Turkey’s foreign trade deficit widened 15% y/y to $3.69bn in February, driven by a poor export performance, data from national statistics office TUIK showed on March 31.
Exports, which rose by 18% y/y in January, declined by 1.9% y/y to $12.1bn. Import growth dropped to 1.6% y/y in the month to $15.8bn from 16% y/y in January.
The country’s shipments to the EU, Turkey’s largest trading partner, declined by 3.2% y/y to $5.53bn but exports to Russia increased by a strong 26.2% y/y to $172mn.

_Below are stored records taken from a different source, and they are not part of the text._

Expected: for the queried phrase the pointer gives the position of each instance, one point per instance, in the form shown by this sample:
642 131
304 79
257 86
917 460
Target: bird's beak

In the first two months of the year, Russia purchased $321mn worth of goods from Turkey, a 37% rise from a year earlier.
Moscow imposed a raft of economic sanctions after the downing of a Russian jet near the Syrian border by the Turkish air force in November 2015. But since the latter half of last year, Russia has gradually eased some of those trade sanctions in line with efforts at a rapprochement with Turkey.

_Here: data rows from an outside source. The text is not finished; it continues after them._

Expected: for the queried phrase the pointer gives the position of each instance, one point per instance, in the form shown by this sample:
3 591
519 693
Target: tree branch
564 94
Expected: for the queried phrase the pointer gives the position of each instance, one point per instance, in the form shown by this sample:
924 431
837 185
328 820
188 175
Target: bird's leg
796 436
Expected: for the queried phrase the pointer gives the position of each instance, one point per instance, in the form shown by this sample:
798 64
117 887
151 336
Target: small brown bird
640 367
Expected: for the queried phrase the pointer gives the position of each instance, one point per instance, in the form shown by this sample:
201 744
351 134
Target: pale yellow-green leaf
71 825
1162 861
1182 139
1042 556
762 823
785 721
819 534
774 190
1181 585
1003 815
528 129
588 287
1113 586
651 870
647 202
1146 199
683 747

Shipments to the Middle East, which absorbed 25% of Turkey’s exports in February, increased by 29% y/y to $3bn in the month.
TUIK data also showed that the country’s energy import bill increased by 42% y/y to $2.89bn in February. The spike in the energy import costs is likely related both to higher oil prices and the lira’s depreciation.
Across January-February, exports were up 6.7% y/y to $23.4bn but imports increased at the faster pace of 8.2% y/y to $31.4bn, leading to a trade deficit of $8bn, some 12.7% higher compared with the same period of 2016.
The government is forecasting a foreign trade deficit of $60.7bn for this year with exports reaching $153bn and imports amounting to $214bn. In 2015, the foreign trade shortfall widened nearly 12% to reach $56bn.